O casal voltou com Toddy para dentro da residência, fechando a porta da cozinha. Martha pegou duas facas grandes na gaveta do armário.
— Vamos precisar delas. — disse a mulher, rindo de maneira louca.
O escritor sentiu uma onda de adrenalina na circulação. Os pensamentos se transformaram numa tempestade de medo e vulnerabilidade.
"Que droga, a curiosidade não matou o gato, mas vai matar um escritor de terror", pensou Davis, comprimindo os lábios para reprimir um sorriso.
— O que vamos fazer com você, Sr. Davis, agora que não temos mais o nosso pequeno Allan para nos livrar da sua carcaça nojenta? — Sime gritou, parecendo possuído por demônios. — Tudo isso por sua "única e exclusiva culpa", seu escritorzinho de merda. Por que teve que ficar xeretando a vida dos seus vizinhos? Bem típico da sua profissão, poderia ter sido repórter, pensou?
— Na verdade, foi a minha primeira opção. Mas repórteres ganham pouco, Sr. Gormans. — respondeu Toddy, irônico. — Se bem que escritores também.
— Deixe de gracinhas e ande logo — falou Sime, empurrando Davis para o centro da sala de visitas do casal. — É aqui que o senhor morre.
Sime e Martha levantaram as suas facas para golpear Davis.
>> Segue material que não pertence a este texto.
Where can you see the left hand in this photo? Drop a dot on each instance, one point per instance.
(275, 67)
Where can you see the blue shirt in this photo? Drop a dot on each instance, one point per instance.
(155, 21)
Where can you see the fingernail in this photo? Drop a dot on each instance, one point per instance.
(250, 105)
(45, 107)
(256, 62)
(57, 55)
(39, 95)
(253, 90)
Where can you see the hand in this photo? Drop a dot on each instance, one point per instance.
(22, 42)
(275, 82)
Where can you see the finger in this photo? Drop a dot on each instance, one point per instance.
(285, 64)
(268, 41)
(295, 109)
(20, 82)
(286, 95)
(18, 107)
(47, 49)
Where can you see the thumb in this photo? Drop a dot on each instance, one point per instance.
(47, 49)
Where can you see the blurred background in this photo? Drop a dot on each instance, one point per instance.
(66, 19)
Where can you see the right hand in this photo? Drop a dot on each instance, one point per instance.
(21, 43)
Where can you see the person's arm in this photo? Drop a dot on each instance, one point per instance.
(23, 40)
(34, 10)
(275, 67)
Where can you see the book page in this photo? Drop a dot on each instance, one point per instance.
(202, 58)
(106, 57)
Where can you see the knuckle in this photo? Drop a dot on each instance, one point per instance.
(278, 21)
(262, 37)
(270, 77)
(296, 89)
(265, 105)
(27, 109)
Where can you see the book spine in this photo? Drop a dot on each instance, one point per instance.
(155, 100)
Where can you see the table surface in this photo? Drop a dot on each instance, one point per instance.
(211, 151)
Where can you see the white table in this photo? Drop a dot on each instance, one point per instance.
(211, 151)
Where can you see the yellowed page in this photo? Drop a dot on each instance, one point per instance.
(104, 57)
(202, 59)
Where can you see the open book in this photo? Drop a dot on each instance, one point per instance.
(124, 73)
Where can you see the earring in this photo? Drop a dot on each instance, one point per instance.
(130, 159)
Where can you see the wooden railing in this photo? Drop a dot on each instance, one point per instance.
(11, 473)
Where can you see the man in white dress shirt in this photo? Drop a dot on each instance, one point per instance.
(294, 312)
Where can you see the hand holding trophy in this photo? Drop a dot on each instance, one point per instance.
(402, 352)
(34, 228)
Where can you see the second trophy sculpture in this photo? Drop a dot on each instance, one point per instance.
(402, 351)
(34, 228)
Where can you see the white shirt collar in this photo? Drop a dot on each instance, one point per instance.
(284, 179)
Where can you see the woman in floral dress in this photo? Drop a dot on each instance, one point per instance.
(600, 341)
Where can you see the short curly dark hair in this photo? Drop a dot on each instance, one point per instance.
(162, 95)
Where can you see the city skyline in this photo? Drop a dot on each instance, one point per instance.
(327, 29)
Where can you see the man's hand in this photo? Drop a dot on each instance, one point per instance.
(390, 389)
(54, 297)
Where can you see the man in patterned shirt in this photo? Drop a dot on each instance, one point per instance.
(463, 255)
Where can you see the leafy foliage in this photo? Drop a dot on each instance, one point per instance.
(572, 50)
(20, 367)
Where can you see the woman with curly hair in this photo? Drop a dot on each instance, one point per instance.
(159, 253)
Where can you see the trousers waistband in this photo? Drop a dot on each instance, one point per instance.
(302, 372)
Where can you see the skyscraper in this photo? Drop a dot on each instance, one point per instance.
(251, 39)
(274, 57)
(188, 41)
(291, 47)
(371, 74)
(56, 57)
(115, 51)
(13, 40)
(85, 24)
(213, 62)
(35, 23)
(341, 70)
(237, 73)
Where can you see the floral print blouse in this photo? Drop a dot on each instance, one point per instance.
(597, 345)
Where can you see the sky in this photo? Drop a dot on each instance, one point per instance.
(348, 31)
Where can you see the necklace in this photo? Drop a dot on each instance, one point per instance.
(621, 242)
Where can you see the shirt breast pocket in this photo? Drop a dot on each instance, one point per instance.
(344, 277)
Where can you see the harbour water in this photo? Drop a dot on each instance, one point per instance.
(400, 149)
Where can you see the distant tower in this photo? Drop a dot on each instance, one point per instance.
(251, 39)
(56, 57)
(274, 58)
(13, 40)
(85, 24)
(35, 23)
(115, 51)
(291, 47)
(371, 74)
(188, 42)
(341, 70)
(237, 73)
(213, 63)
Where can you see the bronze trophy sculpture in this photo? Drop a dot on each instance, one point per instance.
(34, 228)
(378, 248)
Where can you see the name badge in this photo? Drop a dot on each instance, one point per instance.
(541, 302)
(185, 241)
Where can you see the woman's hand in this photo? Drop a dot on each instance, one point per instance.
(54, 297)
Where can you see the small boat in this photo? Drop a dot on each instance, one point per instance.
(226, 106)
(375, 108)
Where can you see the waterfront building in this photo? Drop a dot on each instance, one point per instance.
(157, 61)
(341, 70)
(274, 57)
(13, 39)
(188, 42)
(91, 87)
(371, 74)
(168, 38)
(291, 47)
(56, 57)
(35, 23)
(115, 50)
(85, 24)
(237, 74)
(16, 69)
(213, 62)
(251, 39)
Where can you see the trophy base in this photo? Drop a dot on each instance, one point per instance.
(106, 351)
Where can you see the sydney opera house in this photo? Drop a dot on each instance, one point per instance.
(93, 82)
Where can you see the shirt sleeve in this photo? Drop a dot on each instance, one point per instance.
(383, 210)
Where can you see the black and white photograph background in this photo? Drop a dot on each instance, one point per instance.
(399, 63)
Toddy sentiu o peito apertando como se fosse ter um ataque cardíaco. Fechou os olhos com força, os pensamentos se transformaram novamente numa tempestade de medo e vulnerabilidade. Ficou esperando o momento em que o mundo ia escurecer, mas nada ocorreu.
Uma voz feminina foi ouvida atrás dos Gormans, frágil, mas decidida.
— Deixem o Sr. Davis em paz, seus patifes — disse a Sra. Russell, erguendo uma grande e pesada frigideira, nocauteando em cheio as cabeças de Sime e Martha, deixando-os desacordos no chão. — Ninguém mexe com o meu patrão.
— Não sabe como estou imensamente grato por vê-la aqui, Sra. Russell. — falou Toddy.
— Eu faço uma ideia, Sr. Davis. — respondeu ela, soltando uma risada animada, seguida por Toddy.
De repente, luzes azuis e vermelhas dançantes refletiam o interior da residência.
— Tomei a liberdade de chamar a polícia antes de vir resgatá-lo.
— Fez bem, Sra. Russell.
Toddy sorriu.
TEMA: Vizinhos Suspeitos, Ressureição e Fome.